At 9.15 on the morning of our third day in Australia Louise phones us to say that the owners of a house in the Wynnum area of Brisbane have just called to ask her to come and rescue a bat that has got itself trapped in the palm tree in their garden. We get in the car and the GPS takes us to our destination. As we arrive, we see Louise waving to us from some way off and indicating which house it is. She too has just arrived and, after a quick evaluation of the situation, has looked up in her emergency management application the name of the nearest active member of Bat Conservation and Rescue Queensland who has the appropriate instruments for rescuing the bat.
Louise Saunders has been the president of this NGO for seven years and its organization, scale and unconditional dedication to bats constantly surprises us when we see it in action. Almost immediately, reinforcements arrive with an extendible ladder strapped to a car. It is soon unloaded and then placed against the tree without any further ado. Climbing the tree is slightly perilous as the bat has got a foot trapped at a height of six metres and the leaves of the tree make it difficult to position the ladder safely.
Whilst we help free the bat, Louise talks to the owners of house and explains to them that the exotic palm trees such as the one they have in their garden pose dangers to bats. She recommends that the owners either replace it with an autochthonous species or remove the fruit to avoid attracting more bats. The BCRQ has recorded up to six ways in which bats can get trapped when feeding on fruit in these recently planted palm trees.
Aside from bats trapped in palm trees, rescues are required under a series of many different circumstances – bats trapped in nets protecting fruit trees, bats caught in barbed-wire fences, and so on. An increasing number of bats affected by the recent heat waves have had to be rescued. This new phenomenon, associated with climate change, on 4 January 2014 led to at least 45.000 deaths of flying foxes and over 1,000 orphaned yound in Brisbane.
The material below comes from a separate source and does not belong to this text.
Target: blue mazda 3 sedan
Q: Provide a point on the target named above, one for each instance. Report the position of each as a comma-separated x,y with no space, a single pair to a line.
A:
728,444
The worries of the owners of the house, however, are directed towards another factor that Louise knows all too well and whose origin, she believes, lies in stories appearing in the press: worry about the Hendra virus, which has caused a number of deaths amongst the region’s horses. Louise reassures the owners that it has not been established that bats transmit this disease despite the unfounded claims in the media attributing the spread of the virus to bats. She also reminds the owners that bats disperse seeds and pollinate many of Australia’s native trees and as such provide an irreplaceable ecosystem service. Nevertheless, it’s probably not the first time that Louise has had to explain this today and it is likely that it will not be the last!
Louise examines the bat carefully once she has it in her hands and after scrutinizing its injuries she judges that it is unlikely to recover. It will probably have to be put down, a practice that is unfortunately part of some rescues. Even so, the members of the BCRQ continue working diligently to attend the around 20 daily phone calls they receive. The lack of support from official bodies, the press and from local people does not seem to stop these volunteers from caring for their bats, often alone and often having to swim against the tide.